Filme:Media-metragem, de cerca de 20 minutos de duração, de classificação etária LIVRE, que contará a história de amor entre dois idosos de 80 anos, Seu Carlos e Dona Deise. Eles se conhecem em um baile de terceira idade e imediatamente se interessam um pelo outro. Mas há um problema: Dona Deise é casada. Mesmo assim, Seu Carlos não se faz de rogado. Toda semana, eles se reencontram no baile e ele a tira para dançar. Baile após baile, eles vão se apaixonando. Porém, este amor proibido não é o que parece. Aos poucos, Dona Deise vai ficando confusa. Ela sente que há algo ao mesmo tempo estranho e familiar em Seu Carlos. E ela está certa: Seu Carlos é, na verdade, seu marido. Só que ela não o reconhece mais. O filme contará com legendagem descritiva, audiodescrição e Língua Brasileira de Sinais - LIBRAS para o público com deficiências. Oficinas: Oficinas de produção audiovisual, nas quais serão abordados os princípios básicos de enquadramento (plano geral, plano médio, close-up, plongée, contra-plongée) e de iluminação (luz de ataque, luz de preenchimento e contra-luz), destacando como cada um deles pode transmitir significados e emoções diferentes ao espectador. As oficinas contarão com um intérprete de libras e um mediador para o caso de necessidades especiais.

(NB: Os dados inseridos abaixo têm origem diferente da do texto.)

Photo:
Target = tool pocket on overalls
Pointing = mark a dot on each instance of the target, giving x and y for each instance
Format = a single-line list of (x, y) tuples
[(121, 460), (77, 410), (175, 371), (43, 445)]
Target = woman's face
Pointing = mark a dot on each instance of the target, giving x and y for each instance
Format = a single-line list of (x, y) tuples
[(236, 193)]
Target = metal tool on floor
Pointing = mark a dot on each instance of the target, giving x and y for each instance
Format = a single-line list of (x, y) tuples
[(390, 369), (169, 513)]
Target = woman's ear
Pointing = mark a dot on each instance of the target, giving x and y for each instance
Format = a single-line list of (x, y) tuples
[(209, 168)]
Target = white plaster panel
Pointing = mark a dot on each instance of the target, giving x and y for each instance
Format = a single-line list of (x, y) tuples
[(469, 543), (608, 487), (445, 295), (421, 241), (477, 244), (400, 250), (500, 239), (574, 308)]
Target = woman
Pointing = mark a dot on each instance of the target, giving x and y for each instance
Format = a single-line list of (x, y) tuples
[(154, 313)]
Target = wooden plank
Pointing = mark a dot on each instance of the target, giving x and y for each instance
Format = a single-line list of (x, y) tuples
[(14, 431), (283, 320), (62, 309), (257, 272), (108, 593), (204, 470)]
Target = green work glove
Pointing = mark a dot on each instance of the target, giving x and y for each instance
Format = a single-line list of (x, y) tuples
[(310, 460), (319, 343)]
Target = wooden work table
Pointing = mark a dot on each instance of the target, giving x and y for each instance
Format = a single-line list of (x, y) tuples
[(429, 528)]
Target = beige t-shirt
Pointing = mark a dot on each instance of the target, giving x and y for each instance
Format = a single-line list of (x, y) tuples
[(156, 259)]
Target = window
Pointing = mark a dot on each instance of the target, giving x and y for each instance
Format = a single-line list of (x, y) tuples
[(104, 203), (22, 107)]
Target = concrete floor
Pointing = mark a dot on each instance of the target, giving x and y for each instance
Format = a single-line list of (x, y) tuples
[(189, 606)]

Objetivo geral: Realizar a pré-produção, produção, pós-produção e finalização de obra audiovisual de média-metragem de ficção, acessível a pessoa com deficiência, com elenco majoritariamente idoso, que propõe uma ótica lúdica e otimista à terceira idade e às dificuldades inerentes ao envelhecimento, dentre elas o Mal de Alzheimer. Objetivos específicos: Realizar 1 (hum) média-metragem de ficção, dos gêneros drama/romance, com aproximadamente 20 minutos de duração, filmado e finalizado em suporte digital, colorido, com definição 4K (4096 x 2160) e som 5.1; Distribuir 50 cópias da obra, através de DVDs, para instituições como escolas públicas, ILPIs (Instituições de Livre Permanência de Idosos) públicas, bibliotecas, museus ou equipamentos culturais de acesso franqueado ao público; Ministrar 3 oficinas de produção audiovisual, como contrapartida social; Atingir um público com e sem deficiência, através da produção de uma obra audiovisual com faixa de audiodescrição, legenda descritiva e janela de LIBRAS; Gerar oportunidade de trabalho para a mão-de-obra do setor audiovisual e da cultura, tão afetada pela pandemia de Covid-19; Dar espaço e oportunidade a atores idosos, tão carentes de papeis, tanto nos papeis principais, como nos coadjuvantes e na figuração. 90% das pessoas em cena no filme serão idosos; Valorizar, na trilha sonora, um gênero musical hoje esquecido: as valsas e serestas brasileiras dos anos 40, 50 e 60; Despertar no público-alvo (adultos e idosos) a empatia pela terceira idade e pelas dificuldades do envelhecimento, questionando se é possível enfrentar de forma lúdica e otimista o mal de Alzheimer; Promover a formação de público para o formato média-metragem.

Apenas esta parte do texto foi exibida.